Karena mengetahui Riski yang terdiam, Yeni mengalihkan topik pembicaraannya, "Kenapa kamu ingin sekolah di sini?"

"Biar bisa bekerja setelah lulus." Riski menjawabnya dengan jujur lagi.

"Oh begituu. Yasudah, nanti ambil seragamnya di ruang BK ya."

"Ruangannya sebelah mana, ya?"

"Di dekat sini, kamu tinggal lurus aja nanti juga ketemu."

"Makasih, bu." ucap Riski dan berjalan menuju ruang BK untuk mengambil seragamnya.

Setelah berhasil mengambil seragam miliknya, Riski kembali berjalan ke arah motornya untuk pulang. Matanya melirik ke arah Septi berada, namun kosong. Septi sudah tidak disana lagi, entah dia kemana Riski tidak mengetahuinya.

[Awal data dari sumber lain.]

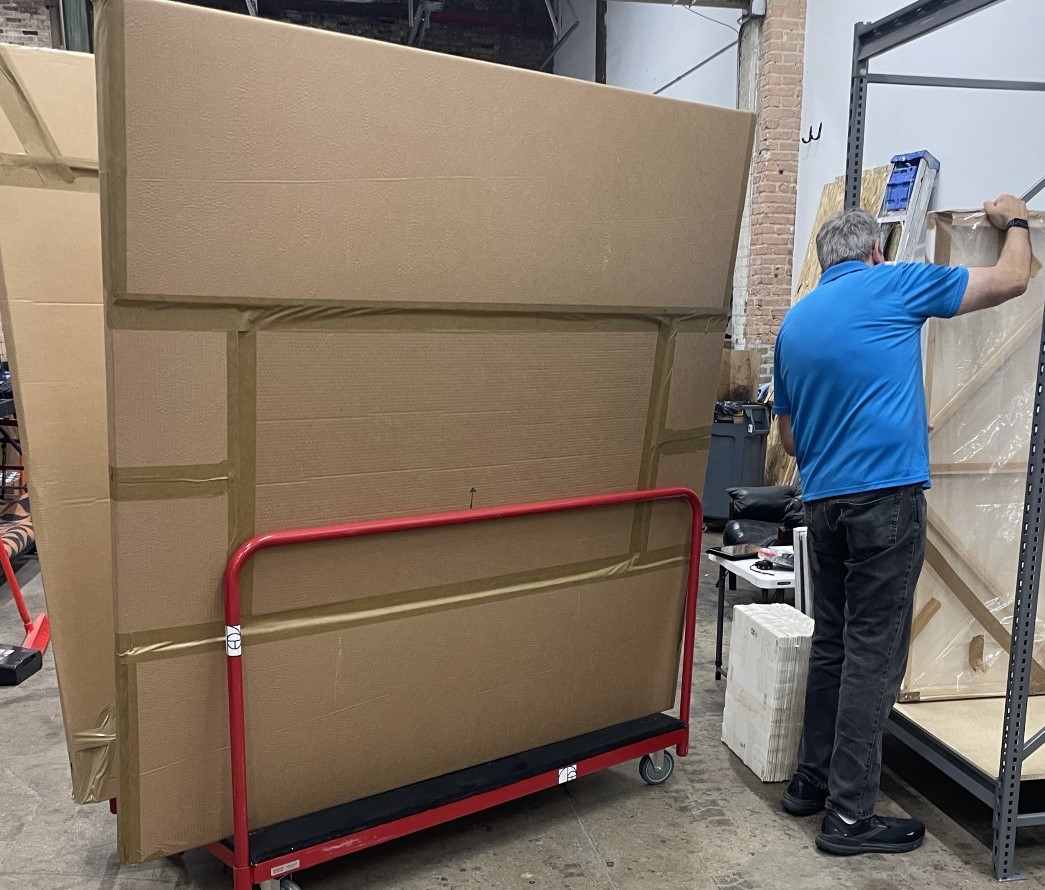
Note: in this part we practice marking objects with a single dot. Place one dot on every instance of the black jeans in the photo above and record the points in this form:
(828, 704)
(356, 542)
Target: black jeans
(865, 552)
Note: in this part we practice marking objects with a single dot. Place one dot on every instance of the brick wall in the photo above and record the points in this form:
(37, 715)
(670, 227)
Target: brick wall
(774, 176)
(25, 23)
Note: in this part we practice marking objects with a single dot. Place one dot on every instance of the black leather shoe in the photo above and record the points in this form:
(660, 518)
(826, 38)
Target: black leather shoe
(803, 798)
(875, 834)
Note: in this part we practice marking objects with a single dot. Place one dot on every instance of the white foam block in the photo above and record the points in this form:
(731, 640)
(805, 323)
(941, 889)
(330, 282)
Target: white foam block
(766, 687)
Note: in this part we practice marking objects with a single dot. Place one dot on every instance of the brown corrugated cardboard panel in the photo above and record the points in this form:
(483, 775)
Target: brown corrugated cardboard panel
(51, 305)
(348, 280)
(980, 373)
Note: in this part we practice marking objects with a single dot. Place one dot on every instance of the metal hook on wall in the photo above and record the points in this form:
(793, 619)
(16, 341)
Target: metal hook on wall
(819, 133)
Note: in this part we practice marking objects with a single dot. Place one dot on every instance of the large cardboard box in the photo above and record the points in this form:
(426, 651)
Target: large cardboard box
(50, 251)
(980, 376)
(346, 280)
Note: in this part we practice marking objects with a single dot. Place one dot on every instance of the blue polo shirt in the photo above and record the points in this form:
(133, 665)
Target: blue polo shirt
(849, 372)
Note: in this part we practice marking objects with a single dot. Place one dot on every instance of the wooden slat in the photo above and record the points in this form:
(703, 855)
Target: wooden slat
(1029, 326)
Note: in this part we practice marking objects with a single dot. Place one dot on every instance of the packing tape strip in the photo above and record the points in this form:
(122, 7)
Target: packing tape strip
(129, 311)
(93, 751)
(149, 646)
(28, 125)
(241, 426)
(167, 483)
(30, 171)
(656, 419)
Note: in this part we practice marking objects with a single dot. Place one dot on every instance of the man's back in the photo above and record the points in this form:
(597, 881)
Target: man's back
(849, 372)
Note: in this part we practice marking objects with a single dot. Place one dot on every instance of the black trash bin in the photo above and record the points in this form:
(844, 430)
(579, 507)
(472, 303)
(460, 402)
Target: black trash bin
(737, 455)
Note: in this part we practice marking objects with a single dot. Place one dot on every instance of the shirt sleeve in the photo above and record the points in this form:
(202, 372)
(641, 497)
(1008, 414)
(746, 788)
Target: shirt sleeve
(782, 402)
(932, 291)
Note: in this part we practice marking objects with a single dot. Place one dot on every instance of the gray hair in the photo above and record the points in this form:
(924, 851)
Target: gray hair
(848, 235)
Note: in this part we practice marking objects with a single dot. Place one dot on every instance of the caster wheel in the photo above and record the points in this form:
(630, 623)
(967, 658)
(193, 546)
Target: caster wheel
(652, 775)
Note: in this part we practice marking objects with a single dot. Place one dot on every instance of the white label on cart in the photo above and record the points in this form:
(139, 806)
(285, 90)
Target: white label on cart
(233, 640)
(282, 869)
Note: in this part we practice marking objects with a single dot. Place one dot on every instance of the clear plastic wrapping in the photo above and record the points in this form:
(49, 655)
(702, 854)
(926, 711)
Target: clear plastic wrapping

Kesempatan untuk melihat Septi lagi, gagal.

"Dia kemana, ya?" batin Riski dengan melirik ke kanan dan ke kiri.

Namun, nihil. Riski tak menemukan keberadaan Septi.

"Mungkin dia sudah masuk ke kelas. Yaudah lah, nanti kalo masuk sekolah juga akan ketemu lagi." Riski lalu bergegas menuju parkiran motor.

Paling tidak Riski memiliki satu alasan untuk bersemangat sekolah. Riski tidak mendapatkan itu sewaktu SMP, karena juga belum mengenal apa itu namanya cinta dan juga rasa menyukai. Saat SMP Riski juga sibuk memikirkan bagaimana mendapatkan uang dan uang. Semoga saja, satu alasan ini bisa membuatnya terus berkembang.